The two sets of songwriting brothers rented an old house in Collingswood, NJ in 1975 and formed the band. Friends from Haddon Heights High School, Steve & Brian Butler with Alex & Gerald (Emerick) Takach began playing local bars in the area like The Library II and The Red Apple (later The Galaxy). Drummer Mike Governa joined up at that time.
They caught the ear of promoter Don Driggs who offered a tour of the midwest playing South Dakota, Iowa, and Minnesota ballrooms. Unwilling to travel Mike Governa left the band and Bob Holden joined up. The band honed it’s skills and built a solid act. Upon their return while playing at a bar in Philadelphia (JC Dobbs) one of the members, Alex Takach, was stabbed to death in a random act of violence. A horrific turn of events. (The murder was never solved.)
After several grieving months, the devastated band members decided to continue.
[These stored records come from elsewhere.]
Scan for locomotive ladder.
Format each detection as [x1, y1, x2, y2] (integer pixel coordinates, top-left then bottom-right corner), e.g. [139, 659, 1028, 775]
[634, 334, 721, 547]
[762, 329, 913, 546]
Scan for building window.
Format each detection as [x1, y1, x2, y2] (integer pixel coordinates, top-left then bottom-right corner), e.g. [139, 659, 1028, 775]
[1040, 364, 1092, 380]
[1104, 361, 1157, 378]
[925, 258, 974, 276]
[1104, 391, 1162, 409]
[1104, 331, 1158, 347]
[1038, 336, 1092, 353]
The clubs in Philadelphia refuse to hire them because of their association with the murder. Around this time punk rock emerged from England and the angry disenfranchised youths from that movement found Quincy joining the ranks. It was at this time a friend from the local club scene Wally Smith AKA Metro joined the line-up adding his unique brand of mischief and mayhem on keys and the chemistry was formed.
Looking to get signed to a record deal they began playing in New York City at Max’s Kansas City, Great Gildersleeves, and CBGBs where owner Hilly Krystal took an interest and signed the band to a management contract and released their first single on CBGB records. Still playing clubs all over New Jersey they started playing CBGBs regularly.
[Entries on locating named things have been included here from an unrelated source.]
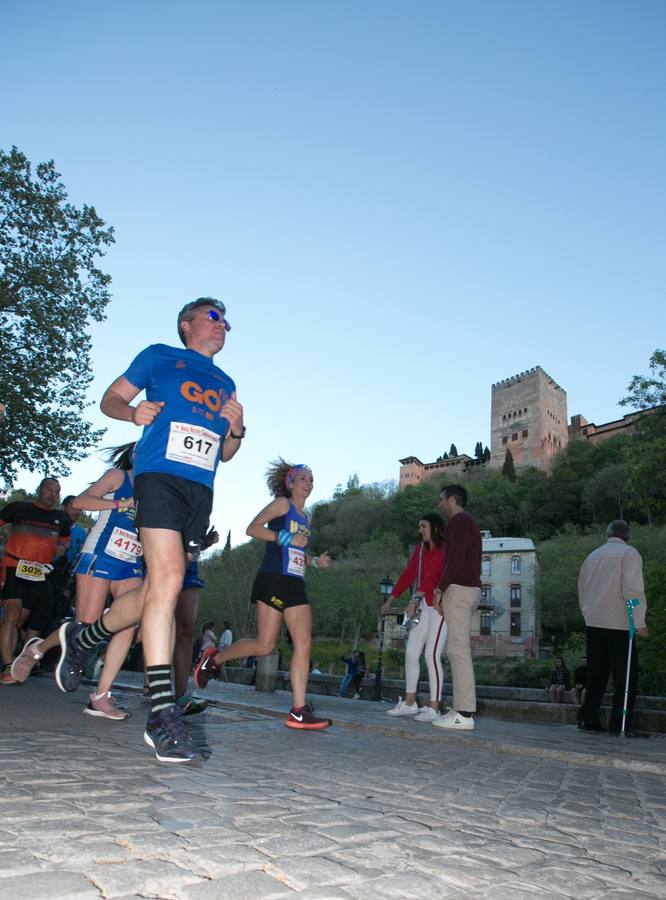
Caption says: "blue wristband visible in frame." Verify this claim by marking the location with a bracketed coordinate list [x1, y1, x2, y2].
[278, 528, 293, 547]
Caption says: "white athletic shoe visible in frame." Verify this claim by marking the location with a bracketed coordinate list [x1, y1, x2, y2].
[414, 706, 440, 722]
[386, 697, 419, 716]
[432, 709, 474, 731]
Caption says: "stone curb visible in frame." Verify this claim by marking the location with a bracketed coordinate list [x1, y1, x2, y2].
[116, 675, 666, 776]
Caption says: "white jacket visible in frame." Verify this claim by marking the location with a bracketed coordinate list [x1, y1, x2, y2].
[578, 538, 647, 631]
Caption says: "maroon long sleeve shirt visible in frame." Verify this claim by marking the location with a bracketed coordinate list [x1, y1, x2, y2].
[439, 512, 481, 591]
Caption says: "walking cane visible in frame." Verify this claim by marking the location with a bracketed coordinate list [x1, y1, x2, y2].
[620, 597, 641, 736]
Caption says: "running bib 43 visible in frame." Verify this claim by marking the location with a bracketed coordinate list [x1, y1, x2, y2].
[16, 559, 53, 581]
[287, 547, 305, 578]
[166, 422, 220, 472]
[104, 526, 143, 562]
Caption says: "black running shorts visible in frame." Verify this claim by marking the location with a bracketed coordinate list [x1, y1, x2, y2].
[134, 472, 213, 553]
[250, 572, 308, 612]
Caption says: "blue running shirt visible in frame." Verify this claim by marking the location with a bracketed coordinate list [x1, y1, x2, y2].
[83, 472, 143, 566]
[124, 344, 236, 490]
[259, 503, 310, 578]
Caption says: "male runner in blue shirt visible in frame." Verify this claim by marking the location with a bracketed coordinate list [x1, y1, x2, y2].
[58, 297, 245, 762]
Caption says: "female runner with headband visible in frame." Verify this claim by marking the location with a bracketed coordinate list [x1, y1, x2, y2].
[194, 459, 331, 729]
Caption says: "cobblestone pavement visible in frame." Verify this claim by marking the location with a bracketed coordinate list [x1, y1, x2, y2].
[0, 678, 666, 900]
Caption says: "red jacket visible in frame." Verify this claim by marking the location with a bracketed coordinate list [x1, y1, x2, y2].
[391, 544, 444, 606]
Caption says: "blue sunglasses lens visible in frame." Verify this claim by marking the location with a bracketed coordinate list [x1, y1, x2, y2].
[208, 309, 231, 331]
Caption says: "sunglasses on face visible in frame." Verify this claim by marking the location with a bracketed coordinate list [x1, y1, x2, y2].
[208, 309, 231, 334]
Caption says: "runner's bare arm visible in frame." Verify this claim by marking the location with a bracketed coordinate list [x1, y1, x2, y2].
[245, 497, 289, 544]
[72, 469, 134, 512]
[220, 391, 243, 462]
[100, 375, 164, 425]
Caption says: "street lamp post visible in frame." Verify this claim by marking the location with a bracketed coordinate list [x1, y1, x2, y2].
[375, 575, 393, 700]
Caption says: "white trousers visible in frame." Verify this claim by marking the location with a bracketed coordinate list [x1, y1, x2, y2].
[405, 601, 448, 702]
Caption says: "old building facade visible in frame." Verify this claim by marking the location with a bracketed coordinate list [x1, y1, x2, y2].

Soon record labels took an interest and a bidding war for the band ensued. The excitement grew. Word of the the band’s good fortune and impending success brought some unwanted attention. Vultures wanting money and lawsuits from every crackpot the band had met along the way emerged. Even the famous Quincy Jones sued the band eventually preventing what should’ve been a meteoric rise to success and fame. The impact of that lawsuit delivered what would turn out to be the fatal blow. Forced to change the name and losing favor with Columbia Records things went south.
The band continued to write and record but after several years of trying to rebuild it’s momentum the members went their separate ways continuing on in various musical projects such as Smash Palace, Crosstown Traffic, Lulu Temple, and The Dukes of Destiny.
The songs, the music, the fun, and the friendship was always at the center. All these years later the same members of Quincy are coming together again. In New Jersey where it started.